Two stages, two surprises.
First, Jumbo-Visma’s lead-out man up Mike Teunissen stuns the sprinters to win the first stage and first yellow jersey.
Then, on the second day in Brussels, the Dutch squad decided to keep yellow, putting in a scorching ride to beat the favored Team Ineos by 20 seconds and Deceuninck-QuickStep by 21.
That’s two nice cuddly Credit Lyonnais lions for the front dash of the team bus.
For several squads, however, the 27.6-kilometre team time trial was not good news for their GC captains. In particular, Richie Porte and his Trek Segafredo team could only manage 18th place, falling behind Geraint Thomas and Egan Bernal of Ineos by 57 seconds. There will be no glass of champagne at dinner tonight.

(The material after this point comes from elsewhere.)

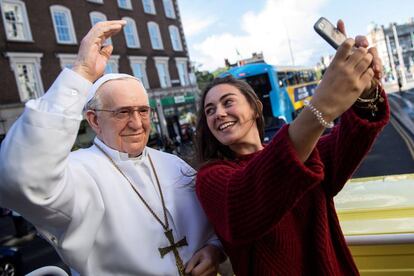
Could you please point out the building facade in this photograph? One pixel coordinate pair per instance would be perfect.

Nairo Quintana and Mikel Landa also find themselves with a significant deficit to the Ineos captains. They are already 44 seconds behind and that never does much for morale. Is there just a bad vibe coming off this team?
On the plus side, Thibaut Pinot, who has had his fair share of bad days in the Tour, got off to a roaring start. His Groupama-FDJ squad turned in an impressive ride that left him just 11 seconds behind Ineos. The French climber has to feel tres bien after that performance.
The same could not be said of Pinot’s countryman, Romain Bardet. Oh la la la la, his AG2R squad was a minute off the pace and 19th on the day. It’s the classic on-the-back-foot scenario already. Racing against the clock has always been his Achilles heel and his team did him no favors in a climber-friendly Tour where he’ll have his best shot at the podium. C’est dommage.
One GC rider who will be thrilled to put this day safely behind him is Astana’s Jakob Fuglsang. After his nasty crash on stage one, which sliced open his face and battered his whole body, the Dane was still able to go full gas. They would clock a time just 20 seconds slower than Ineos and given the difficult circumstances, that has to almost feel like victory.
it was also a productive day for EF Education First’s Rigoberto Uran and Mitchelton-Scott’s Adam Yates. They stopped the clock at roughly 10 and 20 seconds off the time of defending Tour champion Geraint Thomas. A chapeau for each of you, fellas.